We are setting up a new cluster via helm install, using raft for ha storage, s3 for storage and azure to auto unseal. Nodes are not joining the existing raft cluster using retry_join.

server:

  logLevel: "trace"

  dataStorage:
    enabled: false                

  standalone:
    enabled: false
  
  volumes:
  - name: tls-internal
    secret:
      secretName:  vault-internal-tls
      optional: true 

  volumeMounts:
  - name: tls-internal
    mountPath: "/vault/config/userconfig"
    readOnly: true

  ha:
    enabled: true
    replicas: 4            

    config: |
      ui = true 
      
      listener "tcp" {
        tls_disable = true
        address = "[::]:8200"
        cluster_address = "[::]:8201"
             
      }

      ha_storage "raft" { 
        path = "/vault/file"
        
       retry_join {
         leader_api_addr = "https://vault-tenant-hashicorp-vault-0.vault-tenant-hashicorp-vault-internal:8200"
       }
       retry_join {
         leader_api_addr = "https://vault-tenant-hashicorp-vault-1.vault-tenant-hashicorp-vault-internal:8200"
       }
       retry_join {
         leader_api_addr = "https://vault-tenant-hashicorp-vault-2.vault-tenant-hashicorp-vault-internal:8200"
   }
        
      }                              

      storage "s3" {
        bucket = ""
        endpoint = "" 
        s3_force_path_style = "true"                 
        disable_ssl = "true"                                           
      }

      seal "azurekeyvault" {
        tenant_id      = ""                        
        vault_name     = ""
        key_name       = ""            
      }

      service_registration "kubernetes" {}

It seems it is necessary to join a new node to the cluster manually the first time?
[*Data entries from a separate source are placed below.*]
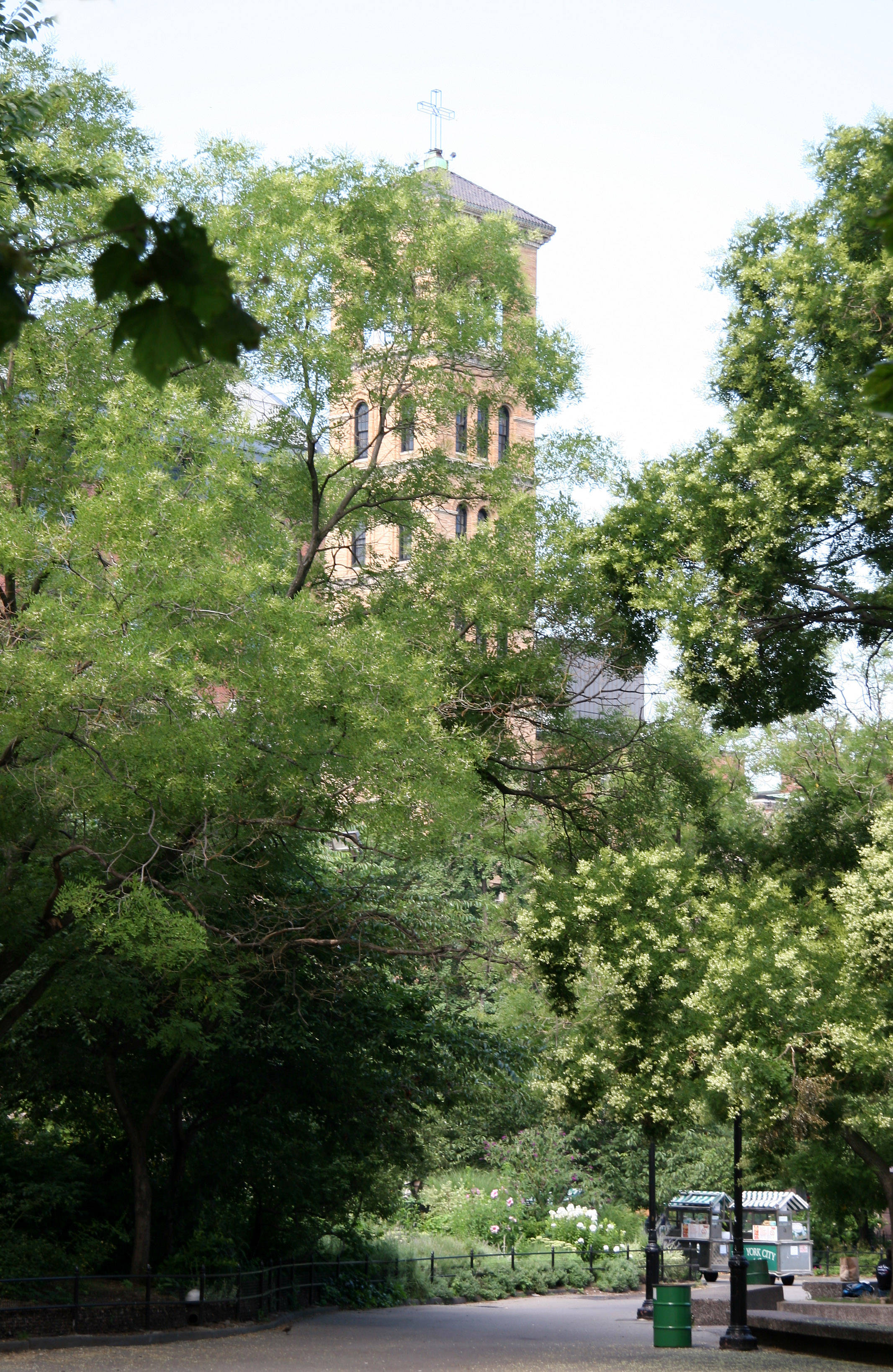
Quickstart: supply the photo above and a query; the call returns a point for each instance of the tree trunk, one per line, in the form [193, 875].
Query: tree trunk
[881, 1168]
[138, 1138]
[142, 1209]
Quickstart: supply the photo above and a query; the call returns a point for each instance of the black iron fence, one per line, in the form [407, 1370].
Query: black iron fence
[102, 1304]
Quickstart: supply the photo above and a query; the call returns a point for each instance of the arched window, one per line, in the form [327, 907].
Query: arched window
[504, 431]
[461, 430]
[408, 425]
[483, 432]
[361, 430]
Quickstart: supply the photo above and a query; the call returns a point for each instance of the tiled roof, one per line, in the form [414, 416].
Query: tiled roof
[478, 201]
[699, 1198]
[773, 1201]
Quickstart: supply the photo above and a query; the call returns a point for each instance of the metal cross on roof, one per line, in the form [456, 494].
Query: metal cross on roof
[437, 113]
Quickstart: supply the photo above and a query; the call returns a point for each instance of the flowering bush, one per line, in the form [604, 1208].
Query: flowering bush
[575, 1224]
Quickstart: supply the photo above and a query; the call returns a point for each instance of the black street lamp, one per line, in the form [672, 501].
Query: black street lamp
[739, 1337]
[652, 1252]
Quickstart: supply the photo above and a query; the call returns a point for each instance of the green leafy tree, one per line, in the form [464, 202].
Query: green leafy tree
[763, 545]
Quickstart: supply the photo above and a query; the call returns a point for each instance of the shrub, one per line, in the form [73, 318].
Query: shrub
[360, 1293]
[619, 1275]
[574, 1274]
[464, 1283]
[533, 1277]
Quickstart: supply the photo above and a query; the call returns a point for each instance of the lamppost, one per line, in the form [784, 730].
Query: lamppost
[739, 1337]
[652, 1252]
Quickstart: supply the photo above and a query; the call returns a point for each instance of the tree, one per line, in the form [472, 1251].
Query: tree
[182, 302]
[763, 545]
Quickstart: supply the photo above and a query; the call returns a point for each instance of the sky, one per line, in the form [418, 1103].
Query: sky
[644, 129]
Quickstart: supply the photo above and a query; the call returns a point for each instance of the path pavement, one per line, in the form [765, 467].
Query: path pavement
[534, 1334]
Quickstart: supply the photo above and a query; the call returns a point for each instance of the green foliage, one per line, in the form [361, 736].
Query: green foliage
[194, 311]
[762, 546]
[619, 1275]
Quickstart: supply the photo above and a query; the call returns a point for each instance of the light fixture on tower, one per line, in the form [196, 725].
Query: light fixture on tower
[435, 109]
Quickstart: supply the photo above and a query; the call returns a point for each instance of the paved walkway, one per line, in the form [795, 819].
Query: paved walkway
[533, 1334]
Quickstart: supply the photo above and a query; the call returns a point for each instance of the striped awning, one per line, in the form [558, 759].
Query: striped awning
[699, 1200]
[773, 1201]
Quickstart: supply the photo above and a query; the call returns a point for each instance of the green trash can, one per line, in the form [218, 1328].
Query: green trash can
[673, 1318]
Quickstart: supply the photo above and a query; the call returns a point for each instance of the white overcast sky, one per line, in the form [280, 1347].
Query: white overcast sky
[644, 129]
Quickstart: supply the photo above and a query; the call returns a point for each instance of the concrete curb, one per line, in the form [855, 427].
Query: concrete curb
[127, 1341]
[828, 1338]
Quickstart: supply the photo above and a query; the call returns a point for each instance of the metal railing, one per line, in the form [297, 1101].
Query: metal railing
[116, 1301]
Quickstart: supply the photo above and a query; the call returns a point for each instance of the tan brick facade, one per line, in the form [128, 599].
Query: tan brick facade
[381, 545]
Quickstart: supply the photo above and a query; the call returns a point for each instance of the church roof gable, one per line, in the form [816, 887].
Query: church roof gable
[478, 201]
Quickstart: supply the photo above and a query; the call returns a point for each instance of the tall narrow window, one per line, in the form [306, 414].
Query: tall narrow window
[461, 430]
[408, 425]
[504, 431]
[483, 432]
[361, 430]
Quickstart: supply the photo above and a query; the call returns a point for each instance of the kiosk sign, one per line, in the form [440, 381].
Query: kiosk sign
[763, 1250]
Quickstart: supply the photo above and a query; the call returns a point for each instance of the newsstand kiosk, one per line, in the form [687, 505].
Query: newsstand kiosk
[777, 1228]
[701, 1224]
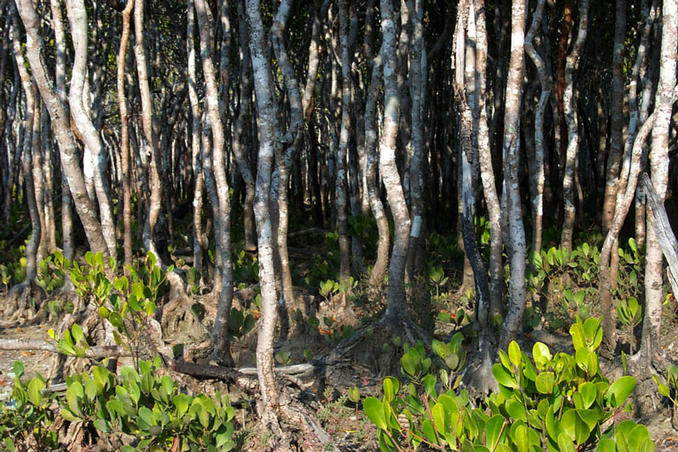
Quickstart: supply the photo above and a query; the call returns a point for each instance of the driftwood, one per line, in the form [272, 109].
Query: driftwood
[95, 352]
[245, 377]
[662, 229]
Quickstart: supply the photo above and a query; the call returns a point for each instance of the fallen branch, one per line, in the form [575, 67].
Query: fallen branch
[662, 229]
[245, 377]
[247, 382]
[96, 352]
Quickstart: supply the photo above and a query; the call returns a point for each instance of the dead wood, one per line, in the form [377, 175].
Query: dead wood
[662, 228]
[95, 352]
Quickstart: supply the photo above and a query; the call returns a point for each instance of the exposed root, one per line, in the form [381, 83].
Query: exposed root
[23, 301]
[375, 348]
[176, 314]
[477, 376]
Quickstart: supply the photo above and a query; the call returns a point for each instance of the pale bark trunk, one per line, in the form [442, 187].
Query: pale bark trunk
[61, 128]
[38, 181]
[196, 159]
[345, 130]
[124, 135]
[511, 146]
[569, 100]
[25, 143]
[649, 13]
[149, 146]
[396, 308]
[49, 234]
[417, 81]
[487, 178]
[220, 336]
[371, 162]
[539, 140]
[616, 117]
[239, 142]
[266, 113]
[292, 138]
[659, 163]
[607, 276]
[77, 15]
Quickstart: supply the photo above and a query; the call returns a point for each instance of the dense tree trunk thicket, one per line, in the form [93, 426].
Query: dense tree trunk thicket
[220, 131]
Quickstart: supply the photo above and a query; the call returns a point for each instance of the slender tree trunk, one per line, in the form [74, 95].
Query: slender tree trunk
[61, 128]
[539, 140]
[417, 82]
[266, 114]
[487, 178]
[560, 78]
[659, 163]
[27, 143]
[77, 15]
[345, 130]
[124, 135]
[220, 336]
[292, 137]
[196, 133]
[371, 170]
[572, 128]
[239, 138]
[150, 143]
[511, 146]
[644, 108]
[616, 116]
[396, 308]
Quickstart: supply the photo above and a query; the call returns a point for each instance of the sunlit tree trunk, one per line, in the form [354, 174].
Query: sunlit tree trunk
[539, 139]
[487, 178]
[570, 104]
[616, 116]
[266, 115]
[77, 15]
[511, 146]
[31, 124]
[396, 308]
[220, 335]
[371, 170]
[345, 130]
[61, 128]
[417, 82]
[292, 139]
[659, 164]
[239, 138]
[647, 89]
[124, 135]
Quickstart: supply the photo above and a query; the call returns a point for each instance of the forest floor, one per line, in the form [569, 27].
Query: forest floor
[347, 425]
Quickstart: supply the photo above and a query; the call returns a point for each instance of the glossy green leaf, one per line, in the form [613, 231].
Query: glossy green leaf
[375, 411]
[619, 390]
[544, 382]
[514, 353]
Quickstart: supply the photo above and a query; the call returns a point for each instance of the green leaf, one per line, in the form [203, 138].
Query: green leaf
[619, 390]
[35, 387]
[588, 392]
[541, 355]
[503, 377]
[102, 425]
[516, 410]
[514, 353]
[520, 438]
[146, 415]
[375, 411]
[544, 382]
[565, 444]
[493, 430]
[391, 387]
[606, 445]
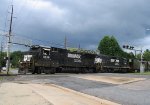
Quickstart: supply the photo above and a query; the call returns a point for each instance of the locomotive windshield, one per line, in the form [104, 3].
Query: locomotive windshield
[27, 57]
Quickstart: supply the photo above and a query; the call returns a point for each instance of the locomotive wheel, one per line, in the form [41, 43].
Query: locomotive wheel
[38, 71]
[53, 71]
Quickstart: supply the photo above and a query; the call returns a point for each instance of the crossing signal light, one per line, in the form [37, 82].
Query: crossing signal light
[128, 47]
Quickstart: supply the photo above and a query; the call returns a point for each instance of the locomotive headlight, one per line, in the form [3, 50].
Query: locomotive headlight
[98, 60]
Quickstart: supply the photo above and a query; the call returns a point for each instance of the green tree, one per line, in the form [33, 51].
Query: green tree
[110, 46]
[104, 45]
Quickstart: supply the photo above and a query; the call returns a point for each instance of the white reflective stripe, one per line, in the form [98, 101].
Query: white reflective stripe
[98, 60]
[27, 57]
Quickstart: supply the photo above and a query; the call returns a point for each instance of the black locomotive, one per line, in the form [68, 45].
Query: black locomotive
[40, 59]
[49, 60]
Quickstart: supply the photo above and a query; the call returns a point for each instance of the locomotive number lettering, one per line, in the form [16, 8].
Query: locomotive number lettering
[74, 56]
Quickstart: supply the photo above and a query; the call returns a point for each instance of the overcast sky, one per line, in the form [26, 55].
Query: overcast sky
[83, 22]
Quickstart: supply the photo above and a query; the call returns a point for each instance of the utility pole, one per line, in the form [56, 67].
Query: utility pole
[1, 56]
[9, 41]
[141, 61]
[65, 43]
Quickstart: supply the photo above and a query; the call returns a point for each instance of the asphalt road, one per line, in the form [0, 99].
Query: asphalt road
[135, 93]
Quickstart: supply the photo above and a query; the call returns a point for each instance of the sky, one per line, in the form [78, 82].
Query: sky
[83, 22]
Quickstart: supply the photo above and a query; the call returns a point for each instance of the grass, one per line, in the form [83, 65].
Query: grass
[145, 73]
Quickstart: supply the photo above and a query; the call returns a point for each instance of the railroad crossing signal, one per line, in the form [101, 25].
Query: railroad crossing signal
[128, 47]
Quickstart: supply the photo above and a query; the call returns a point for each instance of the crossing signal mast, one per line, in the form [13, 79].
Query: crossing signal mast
[132, 48]
[8, 42]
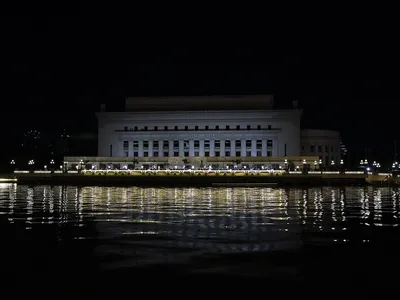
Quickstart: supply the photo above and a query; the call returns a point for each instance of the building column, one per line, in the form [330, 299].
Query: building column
[253, 147]
[222, 151]
[264, 147]
[181, 148]
[191, 148]
[171, 148]
[243, 147]
[130, 148]
[140, 148]
[201, 149]
[150, 148]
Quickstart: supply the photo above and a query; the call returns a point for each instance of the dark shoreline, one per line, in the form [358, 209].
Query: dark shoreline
[195, 181]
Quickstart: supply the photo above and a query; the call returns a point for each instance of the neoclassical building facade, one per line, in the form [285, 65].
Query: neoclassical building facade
[208, 132]
[200, 129]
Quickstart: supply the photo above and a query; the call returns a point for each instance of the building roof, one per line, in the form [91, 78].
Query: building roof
[195, 103]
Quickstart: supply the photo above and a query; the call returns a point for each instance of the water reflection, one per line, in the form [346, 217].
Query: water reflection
[152, 223]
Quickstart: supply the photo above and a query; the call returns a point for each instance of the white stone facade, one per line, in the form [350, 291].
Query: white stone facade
[322, 143]
[199, 133]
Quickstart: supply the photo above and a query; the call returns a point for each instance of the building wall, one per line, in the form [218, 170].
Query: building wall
[322, 143]
[271, 133]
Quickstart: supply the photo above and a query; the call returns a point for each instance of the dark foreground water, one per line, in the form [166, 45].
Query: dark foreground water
[186, 241]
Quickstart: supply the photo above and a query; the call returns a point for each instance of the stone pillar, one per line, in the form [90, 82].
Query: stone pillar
[264, 147]
[150, 148]
[222, 151]
[243, 147]
[201, 150]
[191, 148]
[140, 148]
[181, 148]
[253, 147]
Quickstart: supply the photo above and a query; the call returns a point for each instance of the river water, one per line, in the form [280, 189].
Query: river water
[102, 239]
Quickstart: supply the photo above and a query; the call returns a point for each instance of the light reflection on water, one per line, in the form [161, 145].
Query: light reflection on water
[152, 223]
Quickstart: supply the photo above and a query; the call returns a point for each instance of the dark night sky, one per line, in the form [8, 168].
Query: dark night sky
[49, 82]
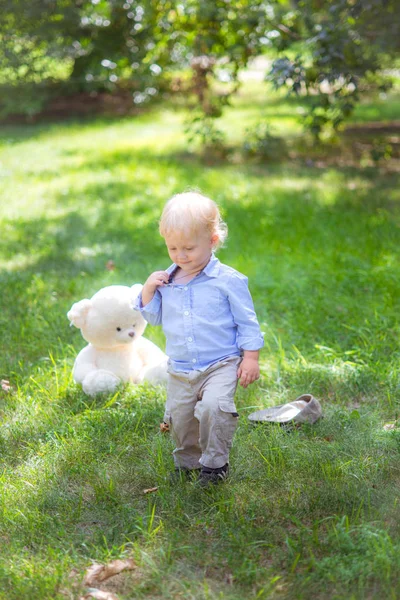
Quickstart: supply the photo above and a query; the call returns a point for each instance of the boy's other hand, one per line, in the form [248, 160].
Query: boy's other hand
[248, 371]
[155, 280]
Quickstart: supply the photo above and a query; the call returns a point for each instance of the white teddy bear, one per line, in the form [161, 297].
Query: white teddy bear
[117, 352]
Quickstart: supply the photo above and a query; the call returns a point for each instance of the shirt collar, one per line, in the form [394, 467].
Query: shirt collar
[211, 269]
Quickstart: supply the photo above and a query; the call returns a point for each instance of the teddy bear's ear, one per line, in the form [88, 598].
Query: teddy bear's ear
[79, 310]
Then retry-join should try to add the node on a restart or pod deletion and re-creation?

The pod logs are repeating

2023-05-24T20:59:17.806Z [WARN] core.cluster-listener: no TLS config found for ALPN: ALPN=[“raft_storage_v1”]
2023-05-24T20:59:17.806Z [DEBUG] core.cluster-listener: error handshaking cluster connection: error=“unsupported protocol”

I get the same result whether the leader_api_addr is using https or not.

Vault doesn’t implement retry_join for Raft as ha_storage. IMO it ought to, it’s a missing feature, but if you look in the source code there’s a TODO comment showing no-one got around to writing the code for that.

So, you might as well remove all the retry_join blocks for now. And maybe even open a GitHub issue asking for the missing feature to be fixed.

Additionally… you are storing your Raft data files in /vault/file, a non-persistent Docker volume which is going to get wiped every time your pod restarts.

That’s going to break your cluster.

Turn dataStorage back on, and reconfigure Raft to store data in /vault/data.